Company A (which markets computer software) and company B (which runs a computer training college) enter into
Question:
Company A (which markets computer software) and company B (which runs a
computer training college) enter into an agreement to form a new company,
company C. Company C is to provide onsite computer training for retail businesses
that use company A's software. Sharon (a director of company A) and Lynda (a
director of company B) are authorized by the boards of directors of their respective
companies to, as a matter of urgency, take whatever steps are necessary to form
company C and to secure training contracts on its behalf.
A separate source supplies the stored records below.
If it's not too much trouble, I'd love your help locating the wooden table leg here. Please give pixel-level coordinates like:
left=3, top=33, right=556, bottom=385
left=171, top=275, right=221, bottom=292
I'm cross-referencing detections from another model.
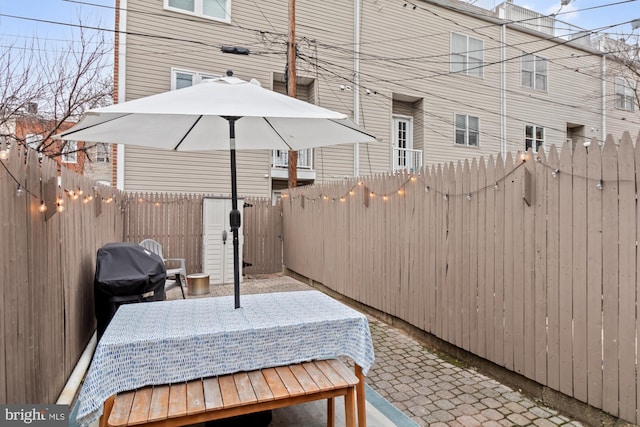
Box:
left=98, top=396, right=115, bottom=427
left=327, top=397, right=336, bottom=427
left=355, top=363, right=367, bottom=427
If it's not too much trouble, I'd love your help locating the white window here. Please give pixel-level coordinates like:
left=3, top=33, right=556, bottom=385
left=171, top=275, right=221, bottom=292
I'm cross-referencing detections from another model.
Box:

Sharon and Lynda instruct solicitors to register a company. More quickly than they
anticipate, they manage to attract a large training job from company Y. Purportedly
on behalf of company C, they execute a contract with company Y. They have told the
company Y representatives that company C is not yet registered. The parties agree
to include a clause that provides that if company C (or a company reasonably
identifiable with it) is not registered within two months of the date of the contract,
then company Y can rescind the contract.
Consider these facts in the light of each of the following scenarios and questions.
1. Assume company C is registered a month after the contract is executed. What
steps must Sharon and Lynda take to ensure that:
the contract with company Y is binding on company C; and
neither of them is personally liable for the actions of company C under the
contract.
2. Assume company C is not registered within the two-month period. What
remedies do company Y have and against whom?
3. Assume Sharon and Lynda do procure the registration of company C. Company
A, company B and two individuals, C and D, become its shareholders. Sharon and
Lynda organize the transfer of assets from their own company, company
SL, to company C at grossly inflated values. Company C becomes insolvent and
a liquidator is appointed. Once registered, neither Sharon and Lynda have taken
any role in the management of company C. Despite this, what remedies might the
liquidator still pursue against Sharon and Lynda?